The authors utilized clinical and neuroimaging data from the AXIS 2 trial, a multicenter Phase IIb placebo-controlled, randomized and double blinded trial investigating recombinant Granulocyte Colony Stimulating Factor in acute stroke. A total of 141 patients were included for analysis, excluding patients with incomplete imaging sequences, severe FLAIR lesions overlapping the acute lesion or in the contralateral hemisphere (as the contralateral hemisphere was used for FLAIR intensity measurement), or reperfused core. Quantitative relative FLAIR maps (rFLAIR) were calculated in a voxel-based manner using in house software. Collateral status assessed by HIR was dichotomized into “good” (n= 87, 61.7%) and “poor” (n= 54, 38.3%). Patients with poor collaterals had more severe stroke symptoms at baseline (NIHSS 14 vs NIHSS 11, p= 0.01), larger DWI lesion volumes (47.2 mL vs 14.6 mL, p= <0.01), and larger TMax > 6s perfusion volumes (91.5 mL vs 45.8 mL, p=0.01). 


The predictive value of time for rFLAIR intensity was moderate in patients with poor collateral circulation (R2 = 0.28), but poor in patients with good collateral circulation (R2 = 0.03). The relationship between time from onset to rFLAIR signal intensity was stronger in patients with poor collaterals compared to those with good collaterals (p for interaction = 0.04). In addition, a strong interaction between increased Tmax in the region of perfusion deficit (a measurement of hypoperfusion severity) on the association between time and rFLAIR intensity was identified (p=0.001).

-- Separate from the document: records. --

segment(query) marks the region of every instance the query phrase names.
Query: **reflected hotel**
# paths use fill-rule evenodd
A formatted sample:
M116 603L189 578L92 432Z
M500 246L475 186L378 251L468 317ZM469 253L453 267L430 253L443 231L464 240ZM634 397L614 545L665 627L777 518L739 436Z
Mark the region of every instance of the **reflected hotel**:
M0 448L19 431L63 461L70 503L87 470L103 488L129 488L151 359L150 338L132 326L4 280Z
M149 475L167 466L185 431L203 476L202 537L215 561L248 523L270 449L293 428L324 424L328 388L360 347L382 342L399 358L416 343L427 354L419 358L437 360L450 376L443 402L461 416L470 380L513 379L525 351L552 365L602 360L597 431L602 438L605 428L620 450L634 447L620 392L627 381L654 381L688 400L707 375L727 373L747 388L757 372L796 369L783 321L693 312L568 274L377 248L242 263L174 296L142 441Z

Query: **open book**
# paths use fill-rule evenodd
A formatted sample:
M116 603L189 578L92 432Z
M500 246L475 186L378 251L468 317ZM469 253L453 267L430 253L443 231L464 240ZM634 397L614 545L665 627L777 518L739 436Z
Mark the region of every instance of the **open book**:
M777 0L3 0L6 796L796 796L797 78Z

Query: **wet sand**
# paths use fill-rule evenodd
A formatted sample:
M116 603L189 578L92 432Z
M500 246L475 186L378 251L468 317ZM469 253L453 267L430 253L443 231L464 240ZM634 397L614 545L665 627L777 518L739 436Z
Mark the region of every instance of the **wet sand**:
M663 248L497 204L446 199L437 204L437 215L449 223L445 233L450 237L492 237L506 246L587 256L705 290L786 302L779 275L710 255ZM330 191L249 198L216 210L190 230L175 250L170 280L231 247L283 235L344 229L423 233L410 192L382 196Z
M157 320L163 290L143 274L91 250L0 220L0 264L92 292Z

This study reinforces the concept that the development of DWI/FLAIR mismatch as a marker for ischemia is dependent on the severity of hypoperfusion. The authors’ omission of digital subtraction angiography (DSA) in the study precludes a definitive association with collateral status, but as the authors note, the HIR technique that was utilized has shown to have good correlation with DSA-assessed collateral circulation. These findings also provide valuable insight into the relationship between collateral status and the timing of DWI/FLAIR mismatch which will prove useful for clinical trials using this assessment as a substitute for last known well in cases where this is unable to be determined from history. Based on these results, patients with good collateral circulation may be misidentified as having lesions <4.5h old. Whether these patients would receive the same benefit from intravenous thrombolysis as compared to patients with poor collaterals and younger lesions presents an interesting avenue for future research, as DWI/FLAIR mismatch may emerge as a viable alternative to time of last known well in determining progression of ischemia in the context of thrombolysis eligibility.